The story follows their relationship, the release of the first Blackberry, legal disputes and the smartphone giant’s loss of market dominance to Apple and Samsung
In 2002, Lazaridis and Fregin released the company’s first smartphone, which instantly became the must-have technology in the business world shortly after the public
In 2002, Lazaridis and Fregin released the company’s first smartphone, which instantly became the must-have technology in the business world shortly after going public.
BlackBerry Messenger, also known as BBM, was the most popular messenger at the time and captivated the public with a new form of communication.
Seemingly overnight, the three men revolutionize the way people work, communicate and connect, according to Elevation Pictures.
‘Celebrities, politicians and business people are now addicted to their Blackberries.’
Consumer handsets included the sleek BlackBerry Pearl and ill-fated touchscreen, Storm and Pay-as-you-Go handsets.
In 2009, American magazine Fortune named RIM the fastest growing company in the world.
“The company’s value is skyrocketing, but within a few years, shady business dealings, personal grievances and, perhaps most dangerously, the iPhone threaten the company’s incredible success,” said Elevation Pictures.

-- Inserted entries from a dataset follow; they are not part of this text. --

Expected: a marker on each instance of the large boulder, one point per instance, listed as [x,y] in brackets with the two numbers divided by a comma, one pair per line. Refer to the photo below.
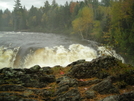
[72,95]
[123,97]
[105,87]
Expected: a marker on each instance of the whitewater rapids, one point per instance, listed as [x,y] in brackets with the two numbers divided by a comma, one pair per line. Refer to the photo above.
[18,56]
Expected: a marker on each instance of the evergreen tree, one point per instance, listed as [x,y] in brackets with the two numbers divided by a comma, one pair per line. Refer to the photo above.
[17,15]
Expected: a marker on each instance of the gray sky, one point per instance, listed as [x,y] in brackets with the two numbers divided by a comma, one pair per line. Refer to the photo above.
[28,3]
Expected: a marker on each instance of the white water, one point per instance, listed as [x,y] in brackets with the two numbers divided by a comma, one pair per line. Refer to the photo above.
[25,53]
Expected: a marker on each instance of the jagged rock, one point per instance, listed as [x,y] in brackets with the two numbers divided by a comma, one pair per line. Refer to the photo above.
[35,68]
[65,80]
[90,94]
[62,89]
[72,95]
[76,63]
[12,88]
[93,68]
[46,70]
[10,97]
[105,87]
[88,83]
[124,97]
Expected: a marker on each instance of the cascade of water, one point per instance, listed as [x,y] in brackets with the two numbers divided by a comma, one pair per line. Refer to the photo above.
[57,55]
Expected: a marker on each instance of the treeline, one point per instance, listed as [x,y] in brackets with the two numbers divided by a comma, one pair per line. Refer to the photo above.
[110,21]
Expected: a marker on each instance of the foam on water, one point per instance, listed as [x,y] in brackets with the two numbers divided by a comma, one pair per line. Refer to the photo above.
[58,55]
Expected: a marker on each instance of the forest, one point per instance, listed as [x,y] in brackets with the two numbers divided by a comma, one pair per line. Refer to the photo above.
[110,22]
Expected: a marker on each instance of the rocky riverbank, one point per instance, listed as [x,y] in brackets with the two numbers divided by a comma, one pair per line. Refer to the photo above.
[103,79]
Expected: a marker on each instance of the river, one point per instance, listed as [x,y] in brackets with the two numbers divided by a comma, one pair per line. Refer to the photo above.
[26,49]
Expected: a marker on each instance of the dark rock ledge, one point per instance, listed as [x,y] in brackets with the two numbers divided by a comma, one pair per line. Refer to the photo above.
[103,79]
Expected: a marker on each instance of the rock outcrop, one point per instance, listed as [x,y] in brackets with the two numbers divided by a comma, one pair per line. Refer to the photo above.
[103,79]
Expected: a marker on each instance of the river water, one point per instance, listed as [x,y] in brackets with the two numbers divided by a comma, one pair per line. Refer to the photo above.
[26,49]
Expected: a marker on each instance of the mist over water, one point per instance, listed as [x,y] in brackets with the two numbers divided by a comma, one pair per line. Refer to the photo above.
[26,49]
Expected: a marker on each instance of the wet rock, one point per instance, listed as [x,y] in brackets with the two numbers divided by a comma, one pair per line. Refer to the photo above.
[65,80]
[124,97]
[88,83]
[93,68]
[47,78]
[105,87]
[46,70]
[12,88]
[62,89]
[72,95]
[76,62]
[35,68]
[90,94]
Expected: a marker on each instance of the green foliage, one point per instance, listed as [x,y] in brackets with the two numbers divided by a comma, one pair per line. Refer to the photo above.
[109,21]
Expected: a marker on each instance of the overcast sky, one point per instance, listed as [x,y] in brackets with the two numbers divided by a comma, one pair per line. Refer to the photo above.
[28,3]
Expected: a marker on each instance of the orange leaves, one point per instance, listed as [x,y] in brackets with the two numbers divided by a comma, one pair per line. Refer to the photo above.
[72,6]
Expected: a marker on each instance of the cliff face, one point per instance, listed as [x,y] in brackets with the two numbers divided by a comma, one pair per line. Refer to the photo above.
[103,79]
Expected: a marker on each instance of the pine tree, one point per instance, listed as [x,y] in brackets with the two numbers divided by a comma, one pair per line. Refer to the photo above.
[17,15]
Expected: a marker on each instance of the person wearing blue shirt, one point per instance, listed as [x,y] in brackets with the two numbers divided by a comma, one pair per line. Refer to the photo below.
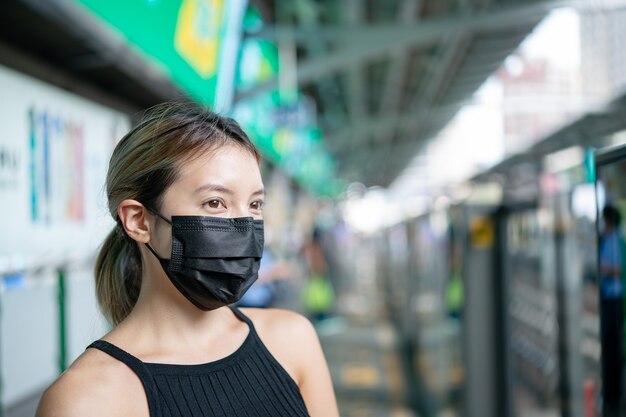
[611,289]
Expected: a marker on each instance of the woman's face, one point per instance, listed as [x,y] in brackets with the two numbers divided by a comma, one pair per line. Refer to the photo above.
[224,183]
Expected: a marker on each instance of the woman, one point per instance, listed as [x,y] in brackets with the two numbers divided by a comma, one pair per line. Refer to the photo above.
[185,190]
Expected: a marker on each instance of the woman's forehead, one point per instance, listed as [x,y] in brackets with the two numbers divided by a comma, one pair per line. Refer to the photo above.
[230,166]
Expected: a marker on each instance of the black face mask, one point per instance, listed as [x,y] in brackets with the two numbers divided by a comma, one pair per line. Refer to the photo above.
[214,260]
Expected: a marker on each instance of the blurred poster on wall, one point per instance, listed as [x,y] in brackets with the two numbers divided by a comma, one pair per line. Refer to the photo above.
[54,151]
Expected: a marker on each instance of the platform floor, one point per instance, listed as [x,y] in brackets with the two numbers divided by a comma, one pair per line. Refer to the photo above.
[365,367]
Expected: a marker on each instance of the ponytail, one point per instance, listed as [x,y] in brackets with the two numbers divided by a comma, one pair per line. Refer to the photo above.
[118,275]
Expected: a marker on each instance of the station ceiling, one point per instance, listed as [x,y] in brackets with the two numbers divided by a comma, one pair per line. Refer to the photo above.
[386,75]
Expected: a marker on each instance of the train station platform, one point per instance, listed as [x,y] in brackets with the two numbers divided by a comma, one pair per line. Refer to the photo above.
[365,366]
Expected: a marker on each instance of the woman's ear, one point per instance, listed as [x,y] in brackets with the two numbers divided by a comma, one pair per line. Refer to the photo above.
[132,214]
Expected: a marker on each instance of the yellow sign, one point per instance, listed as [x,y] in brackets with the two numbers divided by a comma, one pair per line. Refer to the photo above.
[481,232]
[197,37]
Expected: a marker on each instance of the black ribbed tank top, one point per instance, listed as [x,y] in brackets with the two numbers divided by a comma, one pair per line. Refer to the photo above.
[247,383]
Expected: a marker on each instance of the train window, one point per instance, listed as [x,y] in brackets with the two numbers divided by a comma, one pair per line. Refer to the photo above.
[611,273]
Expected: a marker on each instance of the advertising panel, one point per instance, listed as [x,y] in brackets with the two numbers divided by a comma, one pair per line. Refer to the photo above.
[54,151]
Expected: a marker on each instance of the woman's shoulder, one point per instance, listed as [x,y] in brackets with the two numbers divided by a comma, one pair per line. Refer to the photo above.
[289,336]
[280,324]
[95,385]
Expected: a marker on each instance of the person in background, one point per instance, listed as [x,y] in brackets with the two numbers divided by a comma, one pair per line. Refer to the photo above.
[186,194]
[265,292]
[611,289]
[318,294]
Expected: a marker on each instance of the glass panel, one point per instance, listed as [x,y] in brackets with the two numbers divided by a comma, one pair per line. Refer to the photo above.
[611,255]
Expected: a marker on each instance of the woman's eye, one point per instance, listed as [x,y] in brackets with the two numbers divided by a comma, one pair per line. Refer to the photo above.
[256,205]
[214,203]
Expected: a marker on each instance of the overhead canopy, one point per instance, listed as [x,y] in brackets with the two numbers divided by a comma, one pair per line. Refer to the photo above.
[384,76]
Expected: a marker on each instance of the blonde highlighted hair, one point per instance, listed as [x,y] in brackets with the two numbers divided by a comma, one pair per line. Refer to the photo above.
[144,164]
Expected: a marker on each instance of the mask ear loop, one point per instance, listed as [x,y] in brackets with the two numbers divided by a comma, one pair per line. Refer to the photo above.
[156,213]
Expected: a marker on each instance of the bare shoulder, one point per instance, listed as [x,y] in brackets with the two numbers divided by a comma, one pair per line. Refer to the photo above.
[293,341]
[289,336]
[95,385]
[281,325]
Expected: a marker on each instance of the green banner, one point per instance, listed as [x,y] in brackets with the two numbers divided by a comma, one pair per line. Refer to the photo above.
[285,132]
[194,42]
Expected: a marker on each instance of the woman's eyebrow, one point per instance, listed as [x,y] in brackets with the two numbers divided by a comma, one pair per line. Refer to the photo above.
[222,189]
[214,187]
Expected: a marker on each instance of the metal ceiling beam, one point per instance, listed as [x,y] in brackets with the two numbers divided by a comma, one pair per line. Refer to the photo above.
[354,15]
[428,30]
[362,43]
[396,73]
[338,143]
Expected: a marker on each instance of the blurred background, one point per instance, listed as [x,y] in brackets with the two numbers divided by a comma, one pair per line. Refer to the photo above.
[444,185]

RIMs handsets couldn’t keep up with the app-intensive approach of rivals iOS and Android, and market share slumped as the more versatile iPhone and Android handsets became consumer favourites.
By November 2012, BlackBerry’s US market share had fallen to just 7.3 percent, with Google and Apple claiming 53.7 percent and 35 percent, respectively. Investopedia reports.
Despite declining sales in the US, the company continued to be successful globally, with 77 million users worldwide in the last quarter of 2012.
However, the company still struggled in the US, forcing Balsillie and Lazaridis to resign from their roles as co-CEOs and co-chairs.
Fregin served as vice president of operations until his retirement in 2007.
In 2014, BlackBerry posted a $84 million first-quarter loss, followed by a 30 percent loss share price decline on the day after the announcement
Two years later, BlackBerry lost its dominance in the mobile market, with only 23 million users left, compared to 85 million users in 2013.
And this was the last time the company made its smartphones.
As of March 2023, BlackBerry is worth 2.16 billion.
The film is an adaptation of the bestseller “Losing the Signal: The Untold Story Behind the Extraordinary Rise and Spectacular Fall of Blackberry,” written by Canadian journalists Jacquie McNish, formerly of the Wall Street Journal, and Sean Silcoff of the Globe & Mail.
“It’s funny that the movie is based on a book called The Rise and Fall of Blackberry,” Miller, the film’s co-writer, said in a statement shared by Elevation Pictures, the film’s Canadian distributor.
“Because for me they are a huge success story. I know people think they’re a bit of a joke because of their quick demise, but they also had a meteoric rise.
“Blackberry is one of the best Canada is capable of.”